2) Patients with age less than 40 yrs. has higher chance to survive and patient with age more than 78 yrs are most likely to died within 5 yrs. of surgery.

In [None]:
# Distribution for axil_ nodes of Operation 
sns.FacetGrid(df, hue="Surv_status", size=5)\
.map(sns.distplot, "Axil_nodes").add_legend();
plt.show();

### Observations:
1) It is seen that 95% of the patient has axil nodes between 0 to 25.  
2) Patient with 0-3 axil node had higher chances of survival.      
3) Data is overlapping hence we can't find "point" and "if-else" conditions to build a simple model to classify the survive and death from this observations.

### PDF and CDF:

In [None]:
Survived= df.loc[df["Surv_status"]== "Survived"]
Died = df.loc[df["Surv_status"]=="Died"]


plt.figure(figsize=(20,5))
i=1
for state in (list(df.columns)[:-1]):
#survived
    plt.subplot(1,3,i)
    Counts , bin_edges = np.histogram(Survived[state],bins=20,density=True)
    pdf=Counts/sum(Counts)
    cdf = np.cumsum(Counts)
    plt.plot(bin_edges[1:],cdf,label="cdf of survived",color="red")
    plt.plot(bin_edges[1:],pdf,label="pdf of survived",color="black")

#Death
    Counts , bin_edges = np.histogram(Died[state],bins=20,density=True)
    pdf=Counts/sum(Counts)
    cdf = np.cumsum(Counts)
    plt.plot(bin_edges[1:],cdf,label="cdf of Death")
    plt.plot(bin_edges[1:],pdf,label="pdf of Death")
    plt.xlabel(state)
    plt.grid()
    plt.legend()
    i+=1
plt.show()

### Observations:
1) Patient with age between age 32-36 has definitly survived the operation and pataient aged 77-85 has definitly not survived the operation. 

2) No insight of the patient survival status can be drawn form the year of operation as the data for both the case are evenly distrubuted along the year of operations.
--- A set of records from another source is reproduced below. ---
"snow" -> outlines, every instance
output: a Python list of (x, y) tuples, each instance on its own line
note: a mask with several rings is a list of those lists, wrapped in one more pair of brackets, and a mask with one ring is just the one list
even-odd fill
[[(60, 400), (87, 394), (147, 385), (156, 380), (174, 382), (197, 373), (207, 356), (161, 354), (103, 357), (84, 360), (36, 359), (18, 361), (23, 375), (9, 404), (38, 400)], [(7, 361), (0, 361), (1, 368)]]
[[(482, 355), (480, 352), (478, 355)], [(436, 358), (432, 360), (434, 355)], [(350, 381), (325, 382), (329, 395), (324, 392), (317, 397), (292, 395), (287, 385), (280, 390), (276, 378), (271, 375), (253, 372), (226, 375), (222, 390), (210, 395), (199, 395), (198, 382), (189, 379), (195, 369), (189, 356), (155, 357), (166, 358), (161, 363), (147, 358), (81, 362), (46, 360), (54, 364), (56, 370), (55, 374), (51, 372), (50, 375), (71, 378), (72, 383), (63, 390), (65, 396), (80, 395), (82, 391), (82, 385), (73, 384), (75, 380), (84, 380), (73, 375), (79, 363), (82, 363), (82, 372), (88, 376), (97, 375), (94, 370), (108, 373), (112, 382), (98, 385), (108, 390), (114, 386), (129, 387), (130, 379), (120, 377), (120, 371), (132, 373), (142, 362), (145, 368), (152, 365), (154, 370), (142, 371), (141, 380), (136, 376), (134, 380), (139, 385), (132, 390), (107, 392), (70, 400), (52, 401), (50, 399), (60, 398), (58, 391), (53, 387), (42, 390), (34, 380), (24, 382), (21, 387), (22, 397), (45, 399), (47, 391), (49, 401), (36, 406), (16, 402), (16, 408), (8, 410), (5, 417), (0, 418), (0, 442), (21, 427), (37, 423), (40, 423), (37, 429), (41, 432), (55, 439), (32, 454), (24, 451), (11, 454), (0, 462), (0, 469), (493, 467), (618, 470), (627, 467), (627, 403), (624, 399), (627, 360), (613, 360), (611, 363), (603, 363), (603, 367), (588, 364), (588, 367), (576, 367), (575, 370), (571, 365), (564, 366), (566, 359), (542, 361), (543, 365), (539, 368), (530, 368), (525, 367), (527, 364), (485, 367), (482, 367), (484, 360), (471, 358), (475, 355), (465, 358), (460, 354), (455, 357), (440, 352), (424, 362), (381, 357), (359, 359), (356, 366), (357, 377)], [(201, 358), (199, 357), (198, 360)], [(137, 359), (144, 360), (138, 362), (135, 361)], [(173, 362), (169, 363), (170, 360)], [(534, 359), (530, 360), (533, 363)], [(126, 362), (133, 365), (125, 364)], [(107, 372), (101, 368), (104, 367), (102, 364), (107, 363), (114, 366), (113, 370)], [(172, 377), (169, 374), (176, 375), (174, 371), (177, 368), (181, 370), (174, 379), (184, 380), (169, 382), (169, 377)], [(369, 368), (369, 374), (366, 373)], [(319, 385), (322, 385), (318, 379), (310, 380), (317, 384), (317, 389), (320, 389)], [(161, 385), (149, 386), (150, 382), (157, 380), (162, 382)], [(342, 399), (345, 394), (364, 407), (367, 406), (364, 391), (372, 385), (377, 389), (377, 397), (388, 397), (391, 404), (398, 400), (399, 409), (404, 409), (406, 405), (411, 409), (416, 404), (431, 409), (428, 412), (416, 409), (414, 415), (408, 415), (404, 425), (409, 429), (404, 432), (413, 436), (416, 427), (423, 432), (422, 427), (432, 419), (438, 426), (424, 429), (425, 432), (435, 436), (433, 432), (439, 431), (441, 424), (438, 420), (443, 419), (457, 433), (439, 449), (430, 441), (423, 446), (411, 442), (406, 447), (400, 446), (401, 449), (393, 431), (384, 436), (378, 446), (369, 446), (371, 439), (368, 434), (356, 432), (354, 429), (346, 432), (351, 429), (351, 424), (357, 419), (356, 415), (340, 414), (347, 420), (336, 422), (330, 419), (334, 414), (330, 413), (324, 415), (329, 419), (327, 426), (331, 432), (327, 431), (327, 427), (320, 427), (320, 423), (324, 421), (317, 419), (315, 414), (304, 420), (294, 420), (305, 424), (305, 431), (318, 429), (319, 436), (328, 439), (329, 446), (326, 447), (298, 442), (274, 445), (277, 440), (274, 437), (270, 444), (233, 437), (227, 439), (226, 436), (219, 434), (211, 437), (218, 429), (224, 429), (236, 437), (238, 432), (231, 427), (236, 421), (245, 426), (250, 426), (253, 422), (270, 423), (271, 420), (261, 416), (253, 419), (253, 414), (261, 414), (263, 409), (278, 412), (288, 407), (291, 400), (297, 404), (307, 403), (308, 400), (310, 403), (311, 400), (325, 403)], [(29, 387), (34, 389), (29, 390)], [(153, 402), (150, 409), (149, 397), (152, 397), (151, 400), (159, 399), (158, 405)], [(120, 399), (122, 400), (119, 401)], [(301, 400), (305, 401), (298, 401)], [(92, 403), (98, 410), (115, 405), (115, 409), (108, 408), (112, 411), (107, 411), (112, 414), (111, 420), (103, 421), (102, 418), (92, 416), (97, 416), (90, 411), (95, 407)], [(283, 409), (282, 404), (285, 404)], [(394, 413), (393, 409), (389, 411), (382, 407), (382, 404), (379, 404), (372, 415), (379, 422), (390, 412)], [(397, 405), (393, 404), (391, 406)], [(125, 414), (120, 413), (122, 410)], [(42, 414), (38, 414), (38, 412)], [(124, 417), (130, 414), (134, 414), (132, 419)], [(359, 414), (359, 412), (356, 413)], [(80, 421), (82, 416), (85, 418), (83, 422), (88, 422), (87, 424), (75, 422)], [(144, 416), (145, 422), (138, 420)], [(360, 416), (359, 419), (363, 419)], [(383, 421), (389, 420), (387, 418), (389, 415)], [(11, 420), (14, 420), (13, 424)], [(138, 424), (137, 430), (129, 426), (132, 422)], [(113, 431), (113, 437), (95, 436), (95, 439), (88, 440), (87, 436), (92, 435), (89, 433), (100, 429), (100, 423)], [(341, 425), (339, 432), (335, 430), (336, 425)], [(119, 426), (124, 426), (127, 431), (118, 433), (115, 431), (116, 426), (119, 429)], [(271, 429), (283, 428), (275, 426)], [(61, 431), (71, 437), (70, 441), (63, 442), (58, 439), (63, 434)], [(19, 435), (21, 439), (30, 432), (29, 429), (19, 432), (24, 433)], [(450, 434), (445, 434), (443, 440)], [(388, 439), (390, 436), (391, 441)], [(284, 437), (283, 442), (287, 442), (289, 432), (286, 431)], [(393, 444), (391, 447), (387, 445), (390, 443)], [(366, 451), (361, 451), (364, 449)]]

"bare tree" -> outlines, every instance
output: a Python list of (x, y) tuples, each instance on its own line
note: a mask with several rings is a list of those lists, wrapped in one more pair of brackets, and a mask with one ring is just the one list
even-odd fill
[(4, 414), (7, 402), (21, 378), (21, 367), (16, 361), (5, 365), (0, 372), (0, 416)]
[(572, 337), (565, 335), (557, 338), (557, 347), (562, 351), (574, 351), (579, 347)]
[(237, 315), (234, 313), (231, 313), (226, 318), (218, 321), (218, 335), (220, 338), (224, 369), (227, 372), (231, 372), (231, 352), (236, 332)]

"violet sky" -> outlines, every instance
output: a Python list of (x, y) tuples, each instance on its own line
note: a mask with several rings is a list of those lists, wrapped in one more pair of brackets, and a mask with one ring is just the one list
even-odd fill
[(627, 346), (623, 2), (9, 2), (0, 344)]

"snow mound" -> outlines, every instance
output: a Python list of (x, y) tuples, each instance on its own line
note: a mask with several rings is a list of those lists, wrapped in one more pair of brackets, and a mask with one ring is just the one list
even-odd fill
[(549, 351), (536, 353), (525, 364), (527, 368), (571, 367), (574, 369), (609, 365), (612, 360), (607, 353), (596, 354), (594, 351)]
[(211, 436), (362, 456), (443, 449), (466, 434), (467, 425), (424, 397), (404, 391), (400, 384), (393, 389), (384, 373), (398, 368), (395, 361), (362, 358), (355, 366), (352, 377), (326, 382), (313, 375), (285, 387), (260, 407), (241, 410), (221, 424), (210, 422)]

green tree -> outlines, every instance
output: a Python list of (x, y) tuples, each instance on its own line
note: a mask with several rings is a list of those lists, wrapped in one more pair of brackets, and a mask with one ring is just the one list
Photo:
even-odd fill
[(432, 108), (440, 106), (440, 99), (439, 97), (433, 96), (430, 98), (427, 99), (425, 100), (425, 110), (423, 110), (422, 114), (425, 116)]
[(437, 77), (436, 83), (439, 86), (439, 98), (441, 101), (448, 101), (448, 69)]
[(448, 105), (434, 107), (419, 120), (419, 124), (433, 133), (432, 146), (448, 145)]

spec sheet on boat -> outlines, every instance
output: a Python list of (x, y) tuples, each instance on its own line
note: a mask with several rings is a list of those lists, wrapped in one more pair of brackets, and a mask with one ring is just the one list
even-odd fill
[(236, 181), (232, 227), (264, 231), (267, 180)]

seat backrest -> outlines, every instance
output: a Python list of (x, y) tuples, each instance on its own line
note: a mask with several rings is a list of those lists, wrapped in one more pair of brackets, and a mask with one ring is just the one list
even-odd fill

Excapt the patient who had undergone the surgery between 1961-1965 has slightly higher probablity of survival.  

3) Also it has been seen that the patient with axil nodes <22 has has better probability of survival and Patient with 0-2 axil node are more likely to survive.  

In [None]:
# Box_plot
print("********************************* Box Plot ***********************************************")
plt.figure(figsize=(20,5))
j=1
for features in (list(df.columns)[:-1]):  
    plt.subplot(1,3,j); j+=1 
    sns.boxplot(x= 'Surv_status',y= features,data=df)
plt.grid()    
plt.show()

print("*********************************** Violin Plot ******************************************")
# violin_plot
plt.figure(figsize=(20,5))
k=1
for features in (list(df.columns)[:-1]):  
    plt.subplot(1,3,k); k+=1 
    sns.violinplot(x= 'Surv_status',y= features,data=df)
plt.grid()
plt.show()


### observations:

1) No major conclusion could be drawn from this plots as the data points are overlapping (i.e. scattered within the same range of values).  

2) The number of axil node for survival is dense from 0-5.

## Bi-variate analysis:

In [None]:
#Pair Plot
df['Surv_status'] = df['Surv_status'].astype('category')
plt.close();
sns.set_style("whitegrid");
sns.pairplot(df, hue="Surv_status",vars = ["Age","Operation_year","Axil_nodes"], size = 3)
plt.show()

### Observations:
The data are highly mixed up, none of the variable-pairs can help us find linearly separable clusters hence we can't find "lines" and "if-else" conditions to build a simple model to classify the survive status of the patient.